Phyllis Morgan, of the Irish Women Survivors Support Network, says the meeting went very well

Women who spent time in the Republic of Ireland's Magdalene laundries have called for a "fast, fair and just" settlement for their suffering.

It comes after a meeting between 17 women, who now live in the UK, and the Irish prime minister Enda Kenny, where they described their treatment to him.

Between 1922 and 1996 some 10,000 women and girls were made to work unpaid in laundries run by Roman Catholic nuns.

The group say they are expecting Mr Kenny to give a full apology next week.

Sally Mulready, who chairs the Irish Women's Survivors Network, described the meeting as "significant".

"It was a very warm meeting," she said. "I think there's a consensus here that we will be looking forward to a very wholesome, heartfelt apology from Enda Kenny on behalf of the state on Tuesday."

'Harsh and uncompromising'

Earlier this month a report found, external the Irish Republic government was involved in running the laundries, where women and girls worked without pay.

The taoiseach has admitted the laundries operated in a "harsh and uncompromising Ireland" but has resisted calls from the opposition Fianna Fail party to make a formal apology from the Irish state.

BBC correspondent Nick Higham said: "The inmates included unmarried mothers, women guilty of petty crimes, or simply girls from broken homes.

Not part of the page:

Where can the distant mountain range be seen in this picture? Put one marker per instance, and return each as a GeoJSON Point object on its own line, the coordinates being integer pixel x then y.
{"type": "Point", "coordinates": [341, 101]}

The last laundry - in a Dublin convent - closed as late as 1996."

The inquiry chaired by Senator Martin McAleese found 2,124 of those detained in the institutions were sent by the authorities.

Mary Currington, who spent time in Magdalene laundries in Ireland, said the only way they got away from the nuns was to come to the UK.

She was among the group who met Mr Kenny at the Irish embassy in central London.

Mr Kenny has offered an expression of regret for the stigma attached to former inmates.

Earlier this week he met the Magdalene Survivors Together group, who have said they are confident they will receive an apology.

Our correspondent said: "Some women spent their whole lives in the laundries and died there, but most stayed only a few months, and many fled Ireland after their release... never to return."

Women were forced into Magdalene laundries for a crime as minor as not paying for a train ticket, the McAleese report found.

The report also confirmed that a police officer could arrest a girl or a woman without warrant if she was being recalled to the laundry or if she had run away.

Fianna Fail has called for the establishment of a dedicated unit within the Department of Justice to co-ordinate the Irish Republic's response to the McAleese report, including all forms of redress for the survivors.

The system was the subject of a 2002 film, The Magdalene Sisters, , externalwhich starred Geradline McEwan and Anne-Marie Duff, whose director said at the time he believed the former inmates should have received an apology.